Mon copain d’enfance, c’était "le Gérard". J’insiste sur l’article défini utilisé "improprement" à l’époque avec les noms "propres" dans le parler lorrain. On disait aussi cornets pour les sachets d’emballage, verrines pour les pots à confitures, patins à la place de chaussons. Les pièces d’habitation lumineuses étaient dites clarteuses. Le mamaillou était, soit un bricoleur avisé, soit un homme vivant de combines et de magouilles. Le haltata, un excité, un évaltonné ou un irresponsable exalté. Bon, je ne vais pas passer en revue le dictionnaire du français régional de Lorraine. La plupart des expressions étaient déjà dans mon enfance en voie de disparition. Je ne cite que celles que j’ai entendues un temps.

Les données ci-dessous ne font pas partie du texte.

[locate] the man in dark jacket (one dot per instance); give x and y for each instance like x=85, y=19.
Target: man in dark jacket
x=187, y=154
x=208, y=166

Le Gérard B. était donc mon compagnon de route, celui aux cotés duquel j’ai accompli mes plus hauts-faits d’arme. La descente du coteau en luge à fond la gomme, sauvée de justesse par un crash contre le grand saule avant de plonger droit dans l’Iron, le ruisseau local, au plus froid de l’hiver. L’incendie des buissons de la "petite cote" avec des «pétards pirates» entraînant l’arrivée des pompiers, quelques jours avant le Quatorze Juillet. L’escalade du plus haut mirabellier du quartier se soldant par un appel au secours du chef de cordée pour qu’un adulte vienne l'aider à redescendre. Le franchissement héroïque à vélo, jambes en l’air, en cascadeur des temps modernes, du secteur aux orties au mileu duquel je me suis crouté lamentablement. Cuisant souvenir pour mon épiderme. Numéro un du hit-parade, grand souvenir pour ma mère avant tout, notre escapade de plusieurs kilomètres à l’âge de trois ans durant laquelle j’avais abandonné ma bicyclette en bordure de ruisseau avant de traverser le «petit bois» (on y trouvait encore des violettes qui sentaient la violette) et me rendre avec mon copain à la «Pétrole-Essence». Ce lieu magnétique était truffé de traquenards et de chausse-trapes pour des enfants de cet âge. Ce qui nous avait attirés ici, c'était les carcasses de véhicules américains de la dernière guerre qui y étaient encore entreposées. Ma mère, furibonde et aux cent coups, nous avait retrouvés aux commandes d’une Jeep. Ma conduite sans permis avait été verbalisée par une raclée monumentale.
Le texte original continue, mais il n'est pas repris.